Supreme Court of Wisconsin
Dec 1, 1959
99 N.W.2d 740 (Wis. 1959)

Opinion

November 4, 1959 —

December 1, 1959.

APPEAL from a judgment of the circuit court for Racine county: ELMER D. GOODLAND, Circuit Judge. Affirmed.

For the appellants there was a brief by Weisman Weisman of Racine, and oral argument by J. N. Weisman.

For the respondent there was a brief by Whaley Whaley of Racine, and oral argument by Vilas H. Whaley and John W. Whaley.


Action to recover damages resulting from an automobile collision. Elizabeth Collova sought to recover damages for personal injuries she sustained in the collision, and by a separate cause of action in the same complaint her husband, Carl Collova, sought to recover damages for her medical expenses and for the loss of society and services of his wife. The only defendant is the insurer of one of the cars involved in the collision.

The collision occurred shortly after 10 p. m. on March 25, 1955, in Racine county. Mrs. Collova was a guest passenger in the station wagon owned and operated by her son. Plaintiffs owned a small farm of 43 acres on which they raised grain, berries, and vegetables. They also kept about 3,000 chickens thereon. Plaintiffs did not live on the farm.
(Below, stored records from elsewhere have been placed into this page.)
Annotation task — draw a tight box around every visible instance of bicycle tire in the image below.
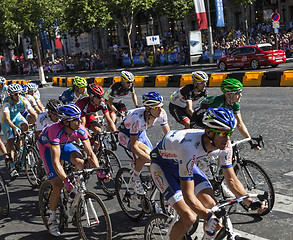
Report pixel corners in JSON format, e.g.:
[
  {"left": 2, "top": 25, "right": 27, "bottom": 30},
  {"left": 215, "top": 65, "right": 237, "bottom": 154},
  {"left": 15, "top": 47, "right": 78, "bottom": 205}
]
[
  {"left": 115, "top": 167, "right": 145, "bottom": 222},
  {"left": 234, "top": 159, "right": 275, "bottom": 216},
  {"left": 24, "top": 146, "right": 43, "bottom": 188},
  {"left": 97, "top": 149, "right": 122, "bottom": 197},
  {"left": 0, "top": 173, "right": 10, "bottom": 217},
  {"left": 76, "top": 192, "right": 112, "bottom": 240}
]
On the night of the accident Mrs. Collova and her son had been at the farm working and they were returning to the Collova home in Racine. The car was not working well and it was driven off the paved portion of the highway opposite the driveway of a friend. It was the intention of the son to make a left-hand turn when traffic cleared and proceed into that driveway. While they were so stopped, a vehicle owned by one Lamb and driven by one Steege ran into the rear of the station wagon. The seat in which Mrs. Collova was riding broke off and she was thrown into the back of the station wagon. The sheriff's department was notified of the accident and officers arrived at the scene with a squad car and an ambulance. They got Mrs. Collova out of the station wagon and took her to her home in the squad car. Her knees were cut and bleeding, and she received bruises and contusions.
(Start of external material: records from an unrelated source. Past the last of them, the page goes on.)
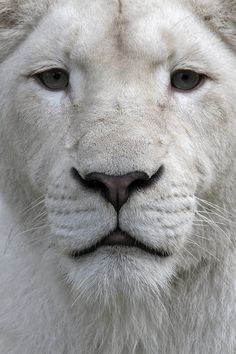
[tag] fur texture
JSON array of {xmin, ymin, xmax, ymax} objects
[{"xmin": 0, "ymin": 0, "xmax": 236, "ymax": 354}]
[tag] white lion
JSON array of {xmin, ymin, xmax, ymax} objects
[{"xmin": 0, "ymin": 0, "xmax": 236, "ymax": 354}]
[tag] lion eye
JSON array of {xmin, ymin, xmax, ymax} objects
[
  {"xmin": 36, "ymin": 69, "xmax": 69, "ymax": 90},
  {"xmin": 171, "ymin": 70, "xmax": 203, "ymax": 91}
]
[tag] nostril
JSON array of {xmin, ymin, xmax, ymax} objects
[
  {"xmin": 71, "ymin": 166, "xmax": 164, "ymax": 212},
  {"xmin": 129, "ymin": 165, "xmax": 164, "ymax": 192},
  {"xmin": 70, "ymin": 167, "xmax": 83, "ymax": 182}
]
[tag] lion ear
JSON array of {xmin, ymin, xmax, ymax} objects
[{"xmin": 193, "ymin": 0, "xmax": 236, "ymax": 51}]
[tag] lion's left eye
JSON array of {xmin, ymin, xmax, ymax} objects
[
  {"xmin": 171, "ymin": 70, "xmax": 203, "ymax": 91},
  {"xmin": 35, "ymin": 69, "xmax": 69, "ymax": 90}
]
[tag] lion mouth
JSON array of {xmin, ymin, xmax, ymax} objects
[{"xmin": 71, "ymin": 229, "xmax": 171, "ymax": 258}]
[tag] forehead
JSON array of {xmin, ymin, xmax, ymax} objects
[{"xmin": 47, "ymin": 0, "xmax": 193, "ymax": 61}]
Prior to the trial the defendant admitted liability to the extent of its insurance coverage and the sole issue upon the trial was the matter of damages. The jury assessed Mrs. Collova's damages for her injuries at the sum of $6,500. Mr. Collova was awarded $593 for medical expense and $400 for loss of assistance and society of his wife. judgment for those amounts was entered on February 24, 1959, in favor of the plaintiffs and against the defendant, and plaintiffs appealed.


It is the contention of the plaintiffs upon this appeal that the damages awarded are grossly inadequate, contrary to the undisputed evidence and the instructions of the court; that the awards were perverse and the result of passion and prejudice; and that furtherance of justice entitles plaintiffs to a new trial. No claim of error in the conduct of the trial, instructions given to the jury, or to the form of the verdict is made.

At the time of the trial in January, 1959, Mrs. Collova was fifty-nine years of age and her husband was sixty-eight. For thirty-eight years Mr. Collova had been employed by a railroad company and during the three years before the trial he had been roundhouse foreman.

Plaintiffs called 12 lay witnesses and four medical witnesses. The defendant called no witnesses but introduced a portion of an adverse examination of Mrs. Collova. By the testimony of their witnesses the plaintiffs sought to convince the jury by the requisite degree of proof that prior to the accident Mrs. Collova was healthy, congenial, with a great capacity for work and play, and with a willingness to work that matched her capacity. They testified to her many activities prior to the accident that involved caring for a at home, including painting both inside and out, and work upon the farm; that she was active in church work, and that at frequent family gatherings she played baseball, pitched horseshoes, and engaged in other activities with the family. Mrs. Collova testified that she had been in constant pain since the accident; that her right side is numb; that she cannot hear well with her right ear; that she cannot sleep, and that she is unable to do the many things she was capable of doing before. Other witnesses testified that her personality had changed; that she had become despondent; that she had constant pain; that she could not do the things she had been accustomed to doing before the accident. There was medical testimony as to her constant pain, some loss of hearing in the right ear, and some loss of sensation in her right side. In the opinion of one or more of the medical witnesses she had suffered a cerebral concussion and a whiplash injury at the time of the accident. Also, that the injury had aggravated a congenital abnormality of the bones of the neck, so that prior to the accident some of the neck bones were fused or fastened together. They were arranged in a shortened fashion so that the skull came down over them.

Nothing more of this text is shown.